Coronavirus

Health Officials Push Johnson & Johnson Vaccine Confidence

The CDC and FDA recommended lifting the pause and say they're confident about its safety.

Health Officials Push Johnson & Johnson Vaccine Confidence
Mark Lennihan / AP
SMS

Since the vaccine rollout started, we've been talking about public trust and confidence in the vaccines.

Now after the CDC and the FDA hit pause on the Johnson & Johnson shot, health officials are once again addressing how confident they are in the single-dose shot.

Dr. Anthony Fauci says the decision to pause and then resume the use of the vaccine proves that safety is the top priority and that people shouldn't hesitate to get it.

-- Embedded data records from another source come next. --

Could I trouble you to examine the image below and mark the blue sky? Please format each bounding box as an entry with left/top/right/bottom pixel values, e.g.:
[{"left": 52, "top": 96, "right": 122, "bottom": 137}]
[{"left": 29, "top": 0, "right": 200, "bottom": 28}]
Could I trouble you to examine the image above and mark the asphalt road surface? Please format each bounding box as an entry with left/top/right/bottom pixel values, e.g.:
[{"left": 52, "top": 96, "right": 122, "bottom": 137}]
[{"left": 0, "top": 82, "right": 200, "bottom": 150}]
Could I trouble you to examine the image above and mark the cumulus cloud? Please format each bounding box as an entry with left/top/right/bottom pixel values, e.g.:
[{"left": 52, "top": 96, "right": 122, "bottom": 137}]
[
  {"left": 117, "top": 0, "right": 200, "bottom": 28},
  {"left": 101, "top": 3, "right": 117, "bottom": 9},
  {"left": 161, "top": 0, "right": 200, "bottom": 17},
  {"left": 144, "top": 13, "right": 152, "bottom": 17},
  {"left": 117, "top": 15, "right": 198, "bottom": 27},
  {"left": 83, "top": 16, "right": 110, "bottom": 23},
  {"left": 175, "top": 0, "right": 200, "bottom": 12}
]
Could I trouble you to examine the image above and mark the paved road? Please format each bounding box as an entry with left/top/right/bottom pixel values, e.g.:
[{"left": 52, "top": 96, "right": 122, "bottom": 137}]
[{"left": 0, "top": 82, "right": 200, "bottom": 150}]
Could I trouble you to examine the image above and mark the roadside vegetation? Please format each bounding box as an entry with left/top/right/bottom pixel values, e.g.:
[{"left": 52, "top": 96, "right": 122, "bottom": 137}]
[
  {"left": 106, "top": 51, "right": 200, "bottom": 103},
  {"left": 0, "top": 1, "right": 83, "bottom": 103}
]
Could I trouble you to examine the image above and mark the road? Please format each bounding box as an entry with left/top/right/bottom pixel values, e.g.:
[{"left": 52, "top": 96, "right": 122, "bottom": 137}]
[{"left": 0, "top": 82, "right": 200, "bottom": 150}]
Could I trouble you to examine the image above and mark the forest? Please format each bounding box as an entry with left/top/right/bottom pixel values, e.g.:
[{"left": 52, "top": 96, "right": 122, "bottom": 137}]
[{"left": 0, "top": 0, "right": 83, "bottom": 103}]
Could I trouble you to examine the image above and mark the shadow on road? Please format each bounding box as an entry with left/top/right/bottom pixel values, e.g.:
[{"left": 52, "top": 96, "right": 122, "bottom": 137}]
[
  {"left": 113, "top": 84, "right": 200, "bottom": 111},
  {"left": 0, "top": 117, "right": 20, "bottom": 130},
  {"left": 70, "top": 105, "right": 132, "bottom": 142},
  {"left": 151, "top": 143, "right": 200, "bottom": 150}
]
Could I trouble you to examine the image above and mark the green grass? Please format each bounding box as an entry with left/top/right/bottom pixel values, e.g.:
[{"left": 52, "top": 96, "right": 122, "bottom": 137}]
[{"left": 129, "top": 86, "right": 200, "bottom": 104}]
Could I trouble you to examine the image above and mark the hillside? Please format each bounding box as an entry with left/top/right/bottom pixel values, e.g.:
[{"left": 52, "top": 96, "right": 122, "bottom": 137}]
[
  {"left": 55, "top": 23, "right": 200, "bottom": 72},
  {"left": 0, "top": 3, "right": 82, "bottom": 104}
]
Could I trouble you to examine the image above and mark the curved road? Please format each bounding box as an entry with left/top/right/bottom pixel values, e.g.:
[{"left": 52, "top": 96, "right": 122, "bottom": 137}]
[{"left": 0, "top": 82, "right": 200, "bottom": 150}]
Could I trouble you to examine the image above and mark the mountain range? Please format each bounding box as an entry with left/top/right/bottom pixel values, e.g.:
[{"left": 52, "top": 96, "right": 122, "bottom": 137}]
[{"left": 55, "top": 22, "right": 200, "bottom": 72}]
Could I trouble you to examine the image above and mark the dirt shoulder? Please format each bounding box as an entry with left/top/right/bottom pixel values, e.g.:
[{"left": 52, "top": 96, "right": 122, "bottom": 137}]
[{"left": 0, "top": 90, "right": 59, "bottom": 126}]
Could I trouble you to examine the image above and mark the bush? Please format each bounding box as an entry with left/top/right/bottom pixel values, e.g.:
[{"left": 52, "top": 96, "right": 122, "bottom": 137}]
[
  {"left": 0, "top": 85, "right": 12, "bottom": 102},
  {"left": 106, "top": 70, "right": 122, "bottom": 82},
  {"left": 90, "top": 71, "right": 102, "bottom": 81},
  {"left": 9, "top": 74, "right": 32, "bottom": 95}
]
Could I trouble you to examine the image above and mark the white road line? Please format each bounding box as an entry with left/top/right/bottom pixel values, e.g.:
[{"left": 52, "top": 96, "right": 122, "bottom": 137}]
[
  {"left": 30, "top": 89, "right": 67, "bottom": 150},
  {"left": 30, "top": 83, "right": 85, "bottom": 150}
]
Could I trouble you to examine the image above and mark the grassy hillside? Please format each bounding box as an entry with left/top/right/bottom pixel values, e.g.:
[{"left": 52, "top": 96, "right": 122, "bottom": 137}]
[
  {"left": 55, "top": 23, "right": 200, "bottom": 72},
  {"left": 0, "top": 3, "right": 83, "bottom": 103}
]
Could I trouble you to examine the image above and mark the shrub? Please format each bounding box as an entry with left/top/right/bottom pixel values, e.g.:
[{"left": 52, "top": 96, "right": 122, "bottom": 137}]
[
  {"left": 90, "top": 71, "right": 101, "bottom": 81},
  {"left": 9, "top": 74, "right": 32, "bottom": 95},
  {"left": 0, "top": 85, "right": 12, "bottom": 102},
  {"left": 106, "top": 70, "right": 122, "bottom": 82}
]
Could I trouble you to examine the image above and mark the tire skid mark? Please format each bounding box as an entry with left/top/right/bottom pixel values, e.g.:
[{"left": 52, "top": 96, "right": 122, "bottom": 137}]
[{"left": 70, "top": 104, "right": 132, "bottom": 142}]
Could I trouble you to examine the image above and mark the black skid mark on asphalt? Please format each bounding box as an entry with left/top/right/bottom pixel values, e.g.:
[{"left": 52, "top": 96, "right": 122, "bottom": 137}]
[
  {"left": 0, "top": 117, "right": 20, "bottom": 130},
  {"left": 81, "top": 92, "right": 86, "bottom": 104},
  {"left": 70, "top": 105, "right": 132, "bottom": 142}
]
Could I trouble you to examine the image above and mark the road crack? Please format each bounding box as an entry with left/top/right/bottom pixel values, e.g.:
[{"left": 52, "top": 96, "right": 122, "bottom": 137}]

"And I think if you make the argument that we take safety really very seriously, and there was a pause, it was examined. And now we're going ahead with it," said Fauci. "So if anybody has any doubts about the safety of those other vaccines, including J&J, we can now say, you know, we take this very seriously. We've looked at it now. Let's get back and get people vaccinated."

When we talk about safety, remember the pause stemmed from six cases of rare blood clotting out of almost 7 million Johnson & Johnson vaccines given. 

The end of the pause means the U.S. has three approved COVID vaccines again.

Dr. Fauci says out of almost 140 million people who have gotten at least one shot in the U.S., just a fraction have gotten the Johnson & Johnson vaccine.

There are now just over 8 million Johnson & Johnson shots compared to more than 100 million Moderna doses and 120 million Pfizer shots.